Ihre Meinung zur zentralen Wichtigkeit der jüdischen Identität festigte sich über die Jahre, schon vor dem Holocaust. Im Interview sagte sie: „Wenn man als Jude angegriffen wird, muss man sich als Jude verteidigen. Nicht als Deutscher oder als Bürger der Welt oder der Menschenrechte oder so.“
Und die Nachbarn?
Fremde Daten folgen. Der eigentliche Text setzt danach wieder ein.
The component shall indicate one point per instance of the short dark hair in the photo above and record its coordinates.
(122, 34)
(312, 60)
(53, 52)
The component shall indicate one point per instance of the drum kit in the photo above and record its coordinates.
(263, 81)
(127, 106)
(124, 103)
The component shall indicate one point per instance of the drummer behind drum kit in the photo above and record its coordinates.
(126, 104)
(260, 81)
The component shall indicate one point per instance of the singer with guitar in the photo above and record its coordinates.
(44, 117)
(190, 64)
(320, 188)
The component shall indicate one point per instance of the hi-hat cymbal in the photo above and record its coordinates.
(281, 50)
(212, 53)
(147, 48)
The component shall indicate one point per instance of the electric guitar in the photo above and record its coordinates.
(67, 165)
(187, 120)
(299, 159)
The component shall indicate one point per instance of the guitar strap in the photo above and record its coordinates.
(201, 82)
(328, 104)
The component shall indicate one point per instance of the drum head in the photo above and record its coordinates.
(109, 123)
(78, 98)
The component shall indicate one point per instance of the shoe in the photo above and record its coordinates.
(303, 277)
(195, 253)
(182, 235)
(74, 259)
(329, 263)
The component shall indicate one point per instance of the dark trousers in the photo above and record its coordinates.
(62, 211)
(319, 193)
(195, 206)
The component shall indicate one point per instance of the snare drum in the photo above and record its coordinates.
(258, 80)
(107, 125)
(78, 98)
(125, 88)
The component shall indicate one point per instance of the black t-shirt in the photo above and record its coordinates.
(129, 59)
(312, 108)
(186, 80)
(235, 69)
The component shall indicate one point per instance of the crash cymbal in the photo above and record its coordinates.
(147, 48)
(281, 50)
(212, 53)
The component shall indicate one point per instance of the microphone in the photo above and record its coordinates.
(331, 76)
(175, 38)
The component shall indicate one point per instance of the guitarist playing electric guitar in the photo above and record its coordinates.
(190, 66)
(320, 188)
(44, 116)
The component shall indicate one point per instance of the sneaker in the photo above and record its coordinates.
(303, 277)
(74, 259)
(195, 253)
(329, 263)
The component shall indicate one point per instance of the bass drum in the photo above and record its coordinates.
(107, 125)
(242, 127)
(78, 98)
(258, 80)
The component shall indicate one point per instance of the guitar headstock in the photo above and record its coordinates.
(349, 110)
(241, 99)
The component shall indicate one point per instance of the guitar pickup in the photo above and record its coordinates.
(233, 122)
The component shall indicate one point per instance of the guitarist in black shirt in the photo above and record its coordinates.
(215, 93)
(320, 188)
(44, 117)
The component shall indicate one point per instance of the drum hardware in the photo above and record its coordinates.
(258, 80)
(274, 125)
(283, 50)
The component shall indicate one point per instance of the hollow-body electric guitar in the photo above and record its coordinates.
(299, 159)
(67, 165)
Auf welche Art und Weise verteidigt man diejenigen, die anhand ihrer Identität als nicht dazugehörig markiert werden?
In Zeiten des erstarkenden Nationalismus entlang ethnisch homogenisierender Identitätsvorstellungen sind heute nicht nur jüdische, sondern mit ihnen in wachsendem Ausmaße muslimische Europäer_innen vielfachen Angriffen ausgesetzt. In Deutschland reichen diese momentan von der unzulänglichen Aufarbeitung der rechtsextremen Hinrichtungen neun türkisch- und griechisch-deutscher Kleinstunternehmer bis zu täglich etwa zehn rassistisch motivierten Straftaten im Jahr 2016. Muslime und Musliminnen, Enkel und Enkelinnen ehemaliger Gastarbeiter und jene, die sich eine offene und vielfältige Gesellschaft wünschen, schließen sich zusammen und versuchen, der wachsenden nationalistischen Wut etwas entgegenzusetzen. Aber was? Mehr Kopftücher in die Talkshows, mehr religiöse Vielfalt im Schulunterricht, fordern die einen; Abschaffung der Privilegien der alteingesessenen Religionen, kontern die anderen.
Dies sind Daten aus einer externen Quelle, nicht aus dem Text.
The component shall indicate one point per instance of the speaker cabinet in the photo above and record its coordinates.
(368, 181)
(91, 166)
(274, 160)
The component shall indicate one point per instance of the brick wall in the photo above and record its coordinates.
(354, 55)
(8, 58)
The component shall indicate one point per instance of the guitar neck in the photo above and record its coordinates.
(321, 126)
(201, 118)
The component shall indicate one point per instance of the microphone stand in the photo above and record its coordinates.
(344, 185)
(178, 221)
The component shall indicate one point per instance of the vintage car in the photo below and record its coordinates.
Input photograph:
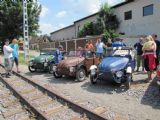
(117, 66)
(44, 61)
(76, 64)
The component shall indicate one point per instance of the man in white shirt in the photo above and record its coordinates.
(99, 48)
(8, 58)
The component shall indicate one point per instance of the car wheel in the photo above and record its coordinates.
(128, 80)
(31, 69)
(81, 75)
(93, 79)
(50, 69)
(56, 75)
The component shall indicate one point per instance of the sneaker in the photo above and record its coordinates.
(7, 76)
(158, 82)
Der Ethnologe Arjun Appadurai schrieb vor zehn Jahren ein Buch über „die Angst vor den kleinen Zahlen “ in dem er die Ursprünge sogenannter ethnischer Konflikte untersucht. Er argumentierte darin, dass die liberale politische Theorie ursprünglich Sonderrechte für Minderheiten vorgesehen hatte, die sie als prozedurale und temporäre Zusammenschlüsse von Menschen verstand. Hiermit wollten Denker wie John Stuart Mills und Alexis de Tocqueville politische Systeme vor der „Tyrannei der Mehrheit“ schützen. Nachdem sich dann die europäische Kategorisierung in verschiedene Rassen und Ethnien durch die Kolonialpolitik durchgesetzt und durch Volkszählungen und Landkarten verbreitet hatte, wurden diese Sonderrechte häufig auf sogenannte „substantielle Minderheiten“ übertragen, also auf Minderheiten, die entlang ihrer ethnischen oder religiösen Zugehörigkeit fast unveränderlich festgeschrieben wurden. Statt sich in einem Jahr als ausgebeuteter Bauer für Landreformen und im nächsten als bildungsorientierter Vater für die Einrichtung und Ausstattung von Schulen einzusetzen, wurden Interessen nun langfristig bestimmten ethnisch markierten Minderheiten und Mehrheiten zugeschrieben, und zwar nicht nur von außen, sondern auch durch die Angehörigen dieser als Minderheiten deklarierter Kategorien selbst.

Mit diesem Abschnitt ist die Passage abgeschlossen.